In Japan, Sony continues to do well, but one game executive who asked not to be identified noted, “GameCube is doing respectably. They're not doing Sony numbers, but they've definitely carved out a niche.” Xbox, however, has been reeling in Japan since late February, when its launch was marred by a hardware flaw that inadvertently scratched some discs. Reports put Xbox Japanese sales at less than 200,000 units, and despite the recent price cut, Microsoft is clearly going to struggle in its competition against two Japanese companies.

“The Xbox in Japan is doing really bad,” the game executive said.

According to BBC News Online, Nintendo has shipped nearly 4 million GameCubes in Japan and North America, and Microsoft expects worldwide Xbox units to be as high as 6 million by the end of this year.

Xbox performed better in Europe since its mid-March launch, but even that's been tempered by the fact that until recently the only competition was PlayStation 2. Several sources said Microsoft was setting its European Xbox launch price too high, forcing an adjustment several weeks ago. But European game fans have traditionally been more price-sensitive, and even Sony struggled until a Christmas price drop jump-started PlayStation 2 sales last year.

Software Dilemmas Add to the Mix
Experts caution against predicting success in one market based on how a game or console is doing in another. In Japan, for example, music-and-dance-themed games are all the rage, but have been only modest successes in the United States.

TDK MediActive CEO Vincent Bitetti said his company opted against launching its Shrek game in Japan. “The movie hasn't done as well there,” he said. “The Japanese in general aren't really interested in character games that have come from the United States. The only exception to that has been Crash Bandicoot.

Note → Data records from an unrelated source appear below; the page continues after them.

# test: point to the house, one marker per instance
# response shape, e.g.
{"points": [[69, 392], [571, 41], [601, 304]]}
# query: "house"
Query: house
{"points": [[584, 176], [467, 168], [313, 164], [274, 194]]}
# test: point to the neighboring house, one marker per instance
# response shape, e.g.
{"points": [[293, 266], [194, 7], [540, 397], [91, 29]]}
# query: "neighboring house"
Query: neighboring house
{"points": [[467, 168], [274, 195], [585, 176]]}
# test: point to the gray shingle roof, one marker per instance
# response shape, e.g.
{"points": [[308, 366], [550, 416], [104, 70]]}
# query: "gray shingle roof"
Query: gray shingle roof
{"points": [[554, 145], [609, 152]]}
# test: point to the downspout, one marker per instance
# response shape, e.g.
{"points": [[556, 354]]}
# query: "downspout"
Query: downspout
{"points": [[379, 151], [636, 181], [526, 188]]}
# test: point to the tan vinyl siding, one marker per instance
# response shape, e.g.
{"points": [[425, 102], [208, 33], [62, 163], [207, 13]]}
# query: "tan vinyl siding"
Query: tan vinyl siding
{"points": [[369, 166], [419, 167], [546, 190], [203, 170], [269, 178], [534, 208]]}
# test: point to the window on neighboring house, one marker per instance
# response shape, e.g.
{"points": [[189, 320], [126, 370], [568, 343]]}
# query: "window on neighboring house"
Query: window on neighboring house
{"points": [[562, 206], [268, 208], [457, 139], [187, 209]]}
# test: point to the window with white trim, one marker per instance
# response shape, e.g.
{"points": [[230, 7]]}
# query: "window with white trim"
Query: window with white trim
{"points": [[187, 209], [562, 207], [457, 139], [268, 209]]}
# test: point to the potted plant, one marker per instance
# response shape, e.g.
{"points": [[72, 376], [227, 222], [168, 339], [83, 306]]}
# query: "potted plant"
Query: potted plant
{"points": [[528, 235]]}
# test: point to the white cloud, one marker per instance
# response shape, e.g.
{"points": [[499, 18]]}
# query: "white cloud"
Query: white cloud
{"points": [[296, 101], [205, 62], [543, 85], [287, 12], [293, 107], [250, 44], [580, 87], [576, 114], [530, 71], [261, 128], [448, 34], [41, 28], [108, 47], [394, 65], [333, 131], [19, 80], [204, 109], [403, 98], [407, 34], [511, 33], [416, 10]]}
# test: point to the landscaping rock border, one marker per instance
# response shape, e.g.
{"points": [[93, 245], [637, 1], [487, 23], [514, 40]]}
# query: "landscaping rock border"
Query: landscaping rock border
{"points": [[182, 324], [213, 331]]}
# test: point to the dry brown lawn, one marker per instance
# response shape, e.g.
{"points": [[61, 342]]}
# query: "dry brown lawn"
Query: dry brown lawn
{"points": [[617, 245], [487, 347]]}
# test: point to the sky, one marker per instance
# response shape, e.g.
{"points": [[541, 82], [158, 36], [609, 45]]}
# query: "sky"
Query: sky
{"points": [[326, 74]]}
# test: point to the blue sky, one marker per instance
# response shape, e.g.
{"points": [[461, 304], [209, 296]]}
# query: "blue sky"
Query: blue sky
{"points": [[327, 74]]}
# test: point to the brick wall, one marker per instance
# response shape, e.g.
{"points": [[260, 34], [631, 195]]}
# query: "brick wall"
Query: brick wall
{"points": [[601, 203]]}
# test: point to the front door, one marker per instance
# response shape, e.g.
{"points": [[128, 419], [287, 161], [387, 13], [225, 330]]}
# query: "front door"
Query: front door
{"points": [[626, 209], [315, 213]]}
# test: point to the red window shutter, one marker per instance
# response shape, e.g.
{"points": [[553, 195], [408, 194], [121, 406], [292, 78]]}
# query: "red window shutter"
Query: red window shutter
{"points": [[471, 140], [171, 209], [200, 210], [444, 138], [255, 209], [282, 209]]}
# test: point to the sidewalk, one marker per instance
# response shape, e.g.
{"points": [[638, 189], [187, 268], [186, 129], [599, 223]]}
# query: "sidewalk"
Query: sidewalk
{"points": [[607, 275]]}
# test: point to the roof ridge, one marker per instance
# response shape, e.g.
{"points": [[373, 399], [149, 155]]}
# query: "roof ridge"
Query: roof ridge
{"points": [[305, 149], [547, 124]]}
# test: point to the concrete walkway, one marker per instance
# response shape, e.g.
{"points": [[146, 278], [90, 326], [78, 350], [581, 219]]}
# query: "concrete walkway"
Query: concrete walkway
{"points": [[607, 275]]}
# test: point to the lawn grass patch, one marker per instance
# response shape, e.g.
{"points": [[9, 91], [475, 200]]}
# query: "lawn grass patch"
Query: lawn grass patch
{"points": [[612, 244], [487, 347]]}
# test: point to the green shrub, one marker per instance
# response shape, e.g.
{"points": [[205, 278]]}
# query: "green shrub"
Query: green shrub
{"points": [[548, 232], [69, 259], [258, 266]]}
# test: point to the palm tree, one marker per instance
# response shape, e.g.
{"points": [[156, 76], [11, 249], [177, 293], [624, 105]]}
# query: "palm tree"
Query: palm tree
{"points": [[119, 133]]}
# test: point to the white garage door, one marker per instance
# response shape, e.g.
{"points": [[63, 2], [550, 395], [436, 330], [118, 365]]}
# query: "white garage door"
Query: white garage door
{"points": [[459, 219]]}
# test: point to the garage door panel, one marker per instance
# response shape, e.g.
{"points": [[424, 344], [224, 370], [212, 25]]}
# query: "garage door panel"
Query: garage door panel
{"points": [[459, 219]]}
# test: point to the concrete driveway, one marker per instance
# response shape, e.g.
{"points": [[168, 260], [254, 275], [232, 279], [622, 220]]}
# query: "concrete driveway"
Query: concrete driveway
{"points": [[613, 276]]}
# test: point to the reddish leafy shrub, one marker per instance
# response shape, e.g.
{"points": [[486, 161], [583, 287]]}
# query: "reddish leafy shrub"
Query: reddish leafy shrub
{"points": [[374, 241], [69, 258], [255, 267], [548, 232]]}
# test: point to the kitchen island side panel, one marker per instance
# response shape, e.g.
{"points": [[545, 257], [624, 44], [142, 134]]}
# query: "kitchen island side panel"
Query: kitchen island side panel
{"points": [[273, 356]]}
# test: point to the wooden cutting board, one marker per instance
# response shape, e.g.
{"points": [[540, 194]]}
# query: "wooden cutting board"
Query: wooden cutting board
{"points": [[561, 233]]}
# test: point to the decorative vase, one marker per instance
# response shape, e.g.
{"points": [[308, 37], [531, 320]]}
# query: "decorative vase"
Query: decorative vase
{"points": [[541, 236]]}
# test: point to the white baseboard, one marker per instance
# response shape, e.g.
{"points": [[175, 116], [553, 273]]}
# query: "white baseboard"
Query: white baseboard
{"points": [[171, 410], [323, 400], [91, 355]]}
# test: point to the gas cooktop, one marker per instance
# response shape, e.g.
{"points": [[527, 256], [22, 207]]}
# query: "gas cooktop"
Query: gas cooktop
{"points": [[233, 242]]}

But Harrison pointed out that sometimes games and characters whose appeal initially seem limited to one region can turn into a global phenomenon, citing the “Pok?mon” franchise as an example. He said Nintendo hopes history repeats itself somewhat with Animal Crossing, which the company decided to bring to the United States for GameCube this fall following a tremendous response in Japan.

Software producers are willing to piggyback on the hardware makers as they compete in multiple markets.

Nana Ishizuka, director of marketing for Sammy Entertainment, said, “It is a great opportunity for a third-party publisher to be able to release games for so many platforms, and to reach such a broad, international consumer base.”